Maria Beatriz Seixas de Sousa

Licenciada em Direito pela Faculdade de Direito da Universidade de Coimbra (2014-2018).
Mestre em Ciências Jurídico-Civilísticas/Menção em Direito Processual Civil na FDUC (2018-2020).
Pós-Graduada em Direitos Humanos, promovido pelo Ius Gentium Conimbrigae/Centro de Direitos Humanos (2020).
Monitora na Secção de Ciências Jurídico-Históricas na FDUC (2019-2020).
Auditora de Justiça do 37.º Curso de Formação de Magistrados.


A Ilegitimidade Singular é a recente obra de sua autoria. Obra que o Grupo Almedina publica e disponibiliza no mercado a 24 de Novembro de 2022.

Consulte a obra neste link.


Disse MONTERO AROCA: quanto mais se escreve sobre legitimidade, mais confuso se torna este conceito.
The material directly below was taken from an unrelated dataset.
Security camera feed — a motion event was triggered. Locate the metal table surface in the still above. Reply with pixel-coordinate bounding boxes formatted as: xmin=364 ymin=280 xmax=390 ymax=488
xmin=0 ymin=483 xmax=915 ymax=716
A legitimidade processual é, no seio do processo civil português, um requisito necessário para o juiz proferir uma sentença sobre o fundo da causa. Daqui advém a importância deste pressuposto para a resolução do litígio. Apesar das vozes que se levantam contra a existência do pressuposto processual da legitimidade no nosso ordenamento, consideramos que a omissão deste no elenco dos pressupostos acarretaria o prosseguimento de processos entre partes ilegítimas, o que tornaria ineficaz e inútil o funcionamento da máquina jurisdicional. Distinta da legitimidade substantiva, a legitimidade processual não contende com o mérito da causa, resultando daqui a sua natureza puramente processual. Não se insere, portanto, no âmbito da legitimidade a aferição da titularidade da relação jurídica substantiva, muito menos da sua existência, validade e efeitos, mas tão-só a posição que as partes assumem na representação, feita pelo autor, da relação jurídica controvertida.

Apesar de a previsão da legitimidade processual no artigo 30.º, do Código de Processo Civil conduzir a poucas situações de ilegitimidade singular, a doutrina não poderá ficar indiferente à hipótese da sua verificação. Ao longo do estudo que se pretende publicar serão levantadas várias soluções que permitiriam a sanação da falta de legitimidade singular, à semelhança do que se confirma nas situações de ilegitimidade plural. Dentro do nosso ordenamento processual constituído poderíamos aproveitar o instituto da intervenção de terceiros, utilizado nas situações de litisconsórcio, para chamar ao processo a pessoa que, em face do objeto do processo, teria legitimidade processual. No entanto, esta opção, apesar de permitir a presença da parte legítima, não satisfazia, pois mantinha no processo uma parte que não é die richtige Partei. A solução inovadora do CPCbr, que cria no réu que invoca a sua ilegitimidade o ónus de identificar a pessoa legítima, apenas analisa e soluciona o problema da ilegitimidade passiva. Desta feita, a adoção de uma solução semelhante à que a doutrina e jurisprudência alemãs têm vindo a adotar é a que nos parece sanar todas as hipóteses de ilegitimidade singular, conseguida através do acordo entre as partes.

A realidade dinâmica não se coaduna com um estrito formalismo processual, transpondo-o. Castanheira Neves evidencia que para o sistema jurídico responder às solicitudes que a realidade requer, ele tem de ser um sistema aberto, mutável, que se desenvolve e se aprimora com a sua realização. Um sistema jurídico que parte do caso concreto e que pretende dar a esse caso uma solução normativa adequada, não pode afastar-se da realidade que o envolve. É imperativa uma constante interpretação dos preceitos legais à luz dos “fundamentos axiológico-normativos” do Direito (NEVES, António Castanheira, “Entre o «legislador», a «sociedade» e o «juiz» ou entre «sistema», «função» e «problema» – os modelos actualmente alternativos da realização jurisdicional do direito”, p. 8 e ss).

Assim, partindo da solução alemã, arriscamo-nos a avançar com uma solução iure constituendo com vista a quebrar o dogma da ilegitimidade processual singular. Apenas a possibilidade de suprimento da falha de legitimidade singular se coaduna com o modelo de processo cooperativo que hoje se propugna.